I doubt that American history
is taught in Austria, most certainly
not in its school of art. Take my advice:
put spectacle into your paintings. Give
the public the destruction that it yearns
to see, the devestation that it dreams.
I slaughtered native warriors every way,
on every stage---and gained greatest applause
for that. The animal in each of us,
although evolved, must still enjoy the kill,
at least as spectator; the kill reminds
us that we are superior, fittest
to thrive, survive, and dominate the land.
To that end, I commissioned many plays---
always including bloodshed, torture, death,
and fierce extermination of whole tribes,
all to the glory of Armstrong Custer
upon the stage, and to the glory of
his audience and those for whom he played.
I have become more than a mere actor
who entertains merely to pass the time.
I am an artist of Total Effect,
like Wagner was, controlling each aspect
and every detail of performances,
from text to ticket sales, complete control.
I have become the Symbol of the world
that I inhabit on the stage, and thus
all efforts of the cast and crew must tend
toward that, extension of the Symbol to
its fullest and immeasurable degree---
and, at that point, an immortality
accrues in this life and eternally.
So paint me well, give me the look of that.

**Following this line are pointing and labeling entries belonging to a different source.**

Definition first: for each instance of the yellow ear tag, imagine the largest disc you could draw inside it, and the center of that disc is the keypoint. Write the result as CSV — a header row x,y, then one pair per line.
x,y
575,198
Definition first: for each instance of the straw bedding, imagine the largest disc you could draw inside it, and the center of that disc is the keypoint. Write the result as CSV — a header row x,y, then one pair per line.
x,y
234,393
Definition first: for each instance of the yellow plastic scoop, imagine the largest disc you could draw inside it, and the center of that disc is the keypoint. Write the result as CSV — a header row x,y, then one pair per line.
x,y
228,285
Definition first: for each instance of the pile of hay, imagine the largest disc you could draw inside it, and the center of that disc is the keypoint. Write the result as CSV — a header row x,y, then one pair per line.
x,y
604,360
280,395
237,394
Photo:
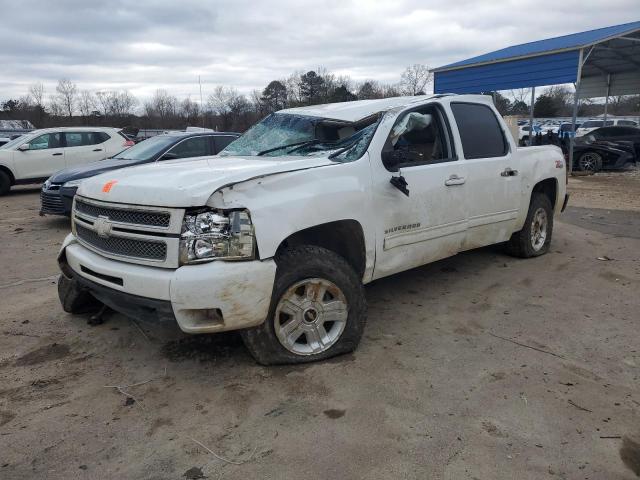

And when you have completed it, spare no
expense to have it framed, then ship it to
me either in Berlin, Paris, or Prague,
or even London. Yes, I will be there,
after this continental tour is done.
We have a three month venue there, and then
sail home, back to American, upon
the White Star Line's new luxury ship that
they say cannot be sunk. Of course, first class:
I was one of the first to book passage,
before their advertisements drove the price
up. And be sure, young man, to sign your name
upon my portrait so that I can boast
of you to all my friends who will view it.
I will tell them---"A. Hitler is a name
"to watch for, he will soon be quite well known."